Kick Bong - A Waking Dream
    COSMICLEAF RECORDS
    Kick Bong
    A Waking Dream
    2014

      1. The Beginning
      2. Smooth
      3. The Happy Faces
      4. Electric City
      5. After the Rain
      6. A Waking Dream
      7. I’m Still Sleeping
      8. Signal from Space
      9. You Are the Stars
      10. Melancholia
      11. The Midnight Hour
      12. At the End

______________________________

Już jakiś czas minął od momentu, kiedy moja recenzja albumu A CUP OF TEA? została zamieszczona na naszej stronie, do którego gorąco polecałam kubek aromatycznej masala chai, więc nadeszła już właściwa pora na zrecenzowanie kolejnego albumu Francka Jousselin aka Kick Bong. Przyznam, że kiedy dowiedziałam się o jego najnowszym materiale i tylko rzuciłam okiem na okładkę albumu A WAKING DREAM, poczułam, że będzie dobrze… Zanim przejdę do samej recenzji, chcę tylko krótko wspomnieć o dotychczasowej dyskografii projektu Kick Bong – jak do tej pory artysta ma w swoim dorobku: jeden album, A CUP OF TEA? (2005) wydany przez Ultra Vista Records i pięć wydanych przez Cosmicleaf Records, tzn. FLOWER POWER (2008), KIND OF IMAGINATION (2010), REMIXED (2011), THE SECRET GARDEN (2013) oraz recenzowany dzisiaj A WAKING DREAM (2014). Dodatkowo, do powyższej listy dołączyła EP’ka, EVERYDAY WITH HOPE oraz kompilacja 2001-2010, które ujrzały światło dzienne w roku 2012.
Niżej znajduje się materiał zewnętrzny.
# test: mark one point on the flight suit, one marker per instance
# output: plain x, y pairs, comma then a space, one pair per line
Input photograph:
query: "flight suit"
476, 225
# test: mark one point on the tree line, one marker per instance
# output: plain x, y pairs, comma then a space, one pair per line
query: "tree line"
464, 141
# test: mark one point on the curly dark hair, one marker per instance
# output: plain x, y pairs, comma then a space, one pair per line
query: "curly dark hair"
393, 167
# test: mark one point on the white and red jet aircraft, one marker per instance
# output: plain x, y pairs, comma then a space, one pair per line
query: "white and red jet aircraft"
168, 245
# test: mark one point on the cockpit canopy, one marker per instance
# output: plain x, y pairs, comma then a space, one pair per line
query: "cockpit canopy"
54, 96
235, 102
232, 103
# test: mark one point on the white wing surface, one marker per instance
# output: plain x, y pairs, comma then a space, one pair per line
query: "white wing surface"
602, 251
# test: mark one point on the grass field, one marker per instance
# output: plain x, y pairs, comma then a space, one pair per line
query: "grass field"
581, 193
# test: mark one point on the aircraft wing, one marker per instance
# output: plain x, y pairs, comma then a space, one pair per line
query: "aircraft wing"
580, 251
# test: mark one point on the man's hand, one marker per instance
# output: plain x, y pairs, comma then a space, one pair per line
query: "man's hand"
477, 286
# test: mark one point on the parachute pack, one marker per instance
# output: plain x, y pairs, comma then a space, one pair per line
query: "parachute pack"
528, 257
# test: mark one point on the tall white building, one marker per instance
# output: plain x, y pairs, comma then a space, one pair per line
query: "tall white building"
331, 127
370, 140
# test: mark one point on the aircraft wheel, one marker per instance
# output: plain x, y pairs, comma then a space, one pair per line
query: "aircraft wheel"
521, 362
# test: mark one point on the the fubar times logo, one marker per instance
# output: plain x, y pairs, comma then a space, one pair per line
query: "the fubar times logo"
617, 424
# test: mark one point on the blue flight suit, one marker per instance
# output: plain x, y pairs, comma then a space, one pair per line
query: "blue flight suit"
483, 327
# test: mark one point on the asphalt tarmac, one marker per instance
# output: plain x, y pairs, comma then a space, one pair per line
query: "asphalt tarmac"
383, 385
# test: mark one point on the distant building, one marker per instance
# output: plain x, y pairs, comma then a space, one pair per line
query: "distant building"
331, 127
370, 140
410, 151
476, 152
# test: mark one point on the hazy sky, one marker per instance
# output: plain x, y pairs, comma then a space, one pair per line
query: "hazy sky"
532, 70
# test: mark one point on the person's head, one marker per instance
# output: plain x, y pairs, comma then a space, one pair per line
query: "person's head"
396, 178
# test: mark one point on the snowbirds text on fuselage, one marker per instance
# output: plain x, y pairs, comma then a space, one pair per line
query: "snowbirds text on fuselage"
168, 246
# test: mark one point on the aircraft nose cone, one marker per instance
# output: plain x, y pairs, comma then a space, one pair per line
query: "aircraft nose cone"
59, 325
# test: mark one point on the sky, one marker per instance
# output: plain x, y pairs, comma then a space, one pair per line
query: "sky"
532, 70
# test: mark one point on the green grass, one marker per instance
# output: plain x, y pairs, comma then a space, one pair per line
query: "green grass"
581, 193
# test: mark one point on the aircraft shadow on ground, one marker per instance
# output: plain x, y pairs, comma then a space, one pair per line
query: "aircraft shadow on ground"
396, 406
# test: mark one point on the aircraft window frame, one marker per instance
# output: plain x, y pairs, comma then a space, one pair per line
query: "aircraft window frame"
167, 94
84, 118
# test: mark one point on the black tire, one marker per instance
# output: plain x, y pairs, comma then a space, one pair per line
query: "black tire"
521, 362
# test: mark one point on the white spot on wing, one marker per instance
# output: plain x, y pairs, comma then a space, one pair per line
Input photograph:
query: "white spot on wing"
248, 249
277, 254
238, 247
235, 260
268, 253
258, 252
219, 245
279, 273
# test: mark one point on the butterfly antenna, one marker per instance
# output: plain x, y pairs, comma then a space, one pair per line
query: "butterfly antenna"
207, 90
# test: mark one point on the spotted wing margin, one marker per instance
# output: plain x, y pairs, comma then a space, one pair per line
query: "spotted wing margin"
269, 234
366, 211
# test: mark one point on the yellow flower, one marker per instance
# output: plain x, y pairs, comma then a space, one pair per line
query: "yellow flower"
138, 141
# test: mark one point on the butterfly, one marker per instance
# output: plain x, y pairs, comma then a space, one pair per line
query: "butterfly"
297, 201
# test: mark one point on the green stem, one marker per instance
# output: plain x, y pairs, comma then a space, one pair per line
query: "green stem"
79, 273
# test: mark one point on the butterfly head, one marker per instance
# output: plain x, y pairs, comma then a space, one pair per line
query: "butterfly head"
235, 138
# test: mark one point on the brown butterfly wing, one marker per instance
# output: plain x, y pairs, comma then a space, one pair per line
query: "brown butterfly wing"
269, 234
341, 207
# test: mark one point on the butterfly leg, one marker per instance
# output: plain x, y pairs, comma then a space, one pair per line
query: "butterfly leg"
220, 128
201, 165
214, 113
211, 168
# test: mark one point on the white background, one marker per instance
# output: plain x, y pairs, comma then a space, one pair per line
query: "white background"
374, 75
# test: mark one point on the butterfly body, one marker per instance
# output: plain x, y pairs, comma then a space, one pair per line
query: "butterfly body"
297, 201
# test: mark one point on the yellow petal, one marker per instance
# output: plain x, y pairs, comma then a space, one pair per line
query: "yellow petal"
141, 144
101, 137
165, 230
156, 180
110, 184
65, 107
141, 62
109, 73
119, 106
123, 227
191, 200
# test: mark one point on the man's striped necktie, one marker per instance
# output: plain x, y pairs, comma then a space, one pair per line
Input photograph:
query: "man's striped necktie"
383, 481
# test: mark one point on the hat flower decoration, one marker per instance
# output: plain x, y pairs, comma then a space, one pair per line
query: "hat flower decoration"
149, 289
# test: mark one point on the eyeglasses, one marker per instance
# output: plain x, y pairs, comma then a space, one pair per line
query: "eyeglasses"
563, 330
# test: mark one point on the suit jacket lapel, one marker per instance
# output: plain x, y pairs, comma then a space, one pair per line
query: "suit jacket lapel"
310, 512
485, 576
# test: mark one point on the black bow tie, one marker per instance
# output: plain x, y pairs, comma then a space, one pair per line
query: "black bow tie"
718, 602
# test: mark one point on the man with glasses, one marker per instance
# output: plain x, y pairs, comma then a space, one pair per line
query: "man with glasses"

To, co od samego początku uderza mnie w albumie A WAKING DREAM, wydanym 10 marca 2014 roku, to jego oniryzm, aura towarzysząca snom, poczucie ulotności. Dźwięki, przy pomocy których Franck stworzył poszczególne kawałki składają się w całość, która pochłania totalnie, wciąga w swój rytm, intryguje. Na słowa uznania zasługuje mastering, jakiego podjął się Cydelix, który z całą pewnością pomógł francuskiemu artyście w oszlifowaniu muzyki z gatunku psychedelic downtempo, chociaż to termin, który nie wyczerpuje możliwości i nie dookreśla w 100% stylu Kick Bong. Kawałków zawartym w albumie z 2014 roku wysłuchałam chyba z kilkanaście razy i gdybym miała wizualnie oddać to, co dane mi było usłyszeć, to powiedziałabym, że A WAKING DREAM to album, który nie tylko ze względu na swój tytuł nawiązuje do sfery snu, ale autentycznie ją przypomina. To jeden, długi sen, ale tak różnorodny, że nie chce się z niego przebudzić – to raczej psychedeliczna podróż za zamkniętymi powiekami, w której natrafimy na całą paletę kolorów, emocji, doświadczeń, chwil ekstazy, ale i lekkiego niepokoju. Nie wyobrażam sobie, żeby Kick Bong wybrał dla albumu o tak wymownym tytule inną okładkę niż tą, która jest zdjęciem autorstwa Oxany Jad. Zachęcam Was gorąco do odwiedzenia jej strony internetowej http://www.oxanajad.com/, bo znajdziecie tam więcej zdjęć przypominających to z okładki A WAKING LIFE – ich niesamowita aura, klimat niczym z baśni, mgła potęgują uczucie, że przedstawione obrazy pochodzą ze snu lub z jakiejś wizji. Co do samej muzyki, według mnie album trzyma bardzo wysoki, równy poziom i wcale nie jest łatwo wybrać kawałki, które zasługują na szczególną uwagę. Subiektywnie napiszę jedynie, że moim ulubieńcem jest trzeci w kolejności utwór, THE HAPPY FACES – chyba głównie dlatego, że jak sam tytuł wskazuje, nastraja mnie pozytywnie, podoba mi się zwłaszcza przejście około 1:50 minuty, narastające napięcie. Kawałek AFTER THE RAIN również wrył się w moją pamięć – gdy go słucham, czuję się zupełnie tak, jak w chwili, kiedy ustaje deszcz, a niesamowity zapach parującej ziemi, połączony z rześkim powietrzem, wilgocią wypełnia moje nozdrza. Nie będzie przesadą, jak napiszę, że ten kawałek jest tak samo świeży i oczyszcza atmosferę, jak deszcz. Z kolei utwór YOU ARE THE STARS ma w sobie duży ładunek emocjonalny i najzwyczajniej w świecie mnie wzrusza – jest niesamowity, zwłaszcza we fragmencie od 2:23 minuty, znowu mam ciarki!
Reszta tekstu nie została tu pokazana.